Severn teen found guilty of murder for 2004 shooting

Switzer fired into car at random, killing driver

July 26, 2005|By Andrea F. Siegel | Andrea F. Siegel,SUN STAFF

A Severn teenager was convicted yesterday of first-degree murder and other charges in what a judge called the "random, sniper-style" fatal shooting of a passing motorist as well as firing into another car, which sent pellets whizzing past two women.

Anne Arundel County prosecutors will seek a sentence of life without parole for Anthony Deyonko Switzer, who was 16 on Aug. 20 when he shot and killed Doray Delonte Jones, 18, of Glen Burnie as Jones drove to his father's nearby home after dark.

In the second incident, one of the women was putting her 9-year-old twins in a car to leave their grandmother's Severn home when a shot was fired into the vehicle.

Switzer, 17, showed no reaction as Anne Arundel County Circuit Judge Michael E. Loney announced the verdict before a packed courtroom. Switzer had chosen to be tried without a jury. Several of the youth's relatives wept as they left the courtroom.

"He acted with specific intent to kill, not to scare or to target-shoot," Loney said.

The judge recounted testimony of two of Switzer's friends, who said the teenager told them he "wanted to catch a body" using a shotgun taken during a burglary he admitted to police he was involved in the previous day.

The verdict showed that Loney put no credence in Switzer's claim that, despite aiming a loaded weapon, he did not intend to kill anyone and that the gun accidentally fired. Friends of Switzer had been granted immunity from prosecution in this case in exchange for their testimony.

Assistant State's Attorney Kelly M. Poma said it did not make sense that both times Switzer, known as "Little Ant," pointed a loaded weapon, it went off accidentally.

"After this happens the second time, it's hard to believe," she said, explaining that Switzer fired at the women because he did not know whether he'd hit Jones - the slain motorist - and did not want to go home without shooting somebody.

David Schertler, Switzer's lawyer, had depicted his client as having been encouraged by slightly older friends who lied about their participation and conspired to lay the blame on Switzer. He said Switzer's family took the verdict "very hard" and that he will look into "what options Mr. Switzer has."

Loney convicted Switzer, who was about to begin 11th grade at Old Mill High School when he was arrested, of first-degree murder in Jones' death on Carriage Drive in Severn.

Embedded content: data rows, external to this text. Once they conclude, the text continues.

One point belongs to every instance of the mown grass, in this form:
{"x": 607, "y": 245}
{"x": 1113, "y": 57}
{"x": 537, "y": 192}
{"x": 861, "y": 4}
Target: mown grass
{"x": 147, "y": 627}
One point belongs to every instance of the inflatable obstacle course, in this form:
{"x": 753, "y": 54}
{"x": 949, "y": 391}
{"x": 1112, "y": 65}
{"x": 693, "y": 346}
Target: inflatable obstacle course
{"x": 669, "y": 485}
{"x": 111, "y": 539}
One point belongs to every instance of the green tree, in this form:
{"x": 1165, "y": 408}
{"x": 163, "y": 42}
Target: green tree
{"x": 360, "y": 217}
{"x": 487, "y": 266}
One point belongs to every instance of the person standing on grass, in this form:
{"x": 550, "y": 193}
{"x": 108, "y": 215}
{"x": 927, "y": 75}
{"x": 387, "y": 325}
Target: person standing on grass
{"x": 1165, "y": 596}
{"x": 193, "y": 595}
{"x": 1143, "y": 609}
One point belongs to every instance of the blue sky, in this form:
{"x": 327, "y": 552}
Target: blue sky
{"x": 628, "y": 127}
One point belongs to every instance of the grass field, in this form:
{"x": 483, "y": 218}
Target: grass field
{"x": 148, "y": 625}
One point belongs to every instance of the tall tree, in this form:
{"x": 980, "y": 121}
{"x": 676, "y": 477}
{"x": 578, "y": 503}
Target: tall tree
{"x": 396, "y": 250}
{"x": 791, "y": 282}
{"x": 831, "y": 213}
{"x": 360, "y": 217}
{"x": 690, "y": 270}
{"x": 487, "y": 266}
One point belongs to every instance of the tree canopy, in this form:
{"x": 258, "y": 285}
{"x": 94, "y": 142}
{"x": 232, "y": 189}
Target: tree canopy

Switzer was also convicted of two counts of attempted first-degree murder for firing an hour later at Kendra Tate and Rubye Roach as Tate was putting her twins in the car on Heather Mist Drive.

The judge found Switzer not guilty of the attempted murder of the 9-year-old girls because, Loney said, there was no evidence that Switzer knew the youngsters were there.

Wearing a T-shirt displaying his slain son's photo, Gerald Jones said he was pleased about Switzer's conviction but said it offered little consolation for a devastating loss. He and Tate expressed disappointment that no charges were lodged against Switzer's friends who prosecutors said had various roles in the burglary, as well as getting ammunition, loading the gun and choosing targets.

Jones said Switzer "deserves" a no-parole life term when sentenced Sept. 15. He said Switzer's father offered condolences and briefly mentioned having difficulties with Switzer.

Poma said that prosecutors did not charge the other youths, ages - Terry Cooks Jr. and Marshall Hall, then 18, and Anthony Wright, then 17 - because it would have compromised the case against the shooter.

Cooks is scheduled to be tried in January in the unrelated fatal shooting of a jogger in April 2004. Police have said Switzer, while being questioned last year, told them Cooks fatally shot jogger David Brown, and implicated Hall in a suspected homicide that is under investigation.

According to four days of testimony by prosecution witnesses, Hall concocted the plan to burglarize the home Aug. 19 because he knew it contained guns, and the group decided to buy ammunition the next day from Bass Pro Shops at Arundel Mills.

Switzer fired at the first car, unaware he killed Jones, who was struck in the head and the back. At Hall's urging, prosecutors said, he went to the home of Hall's ex-girlfriend to shoot, but nobody answered, and then to the home of a neighbor, who didn't answer but called police. An officer was speaking to that woman when a shot was fired into Tate's car. Switzer was arrested days later.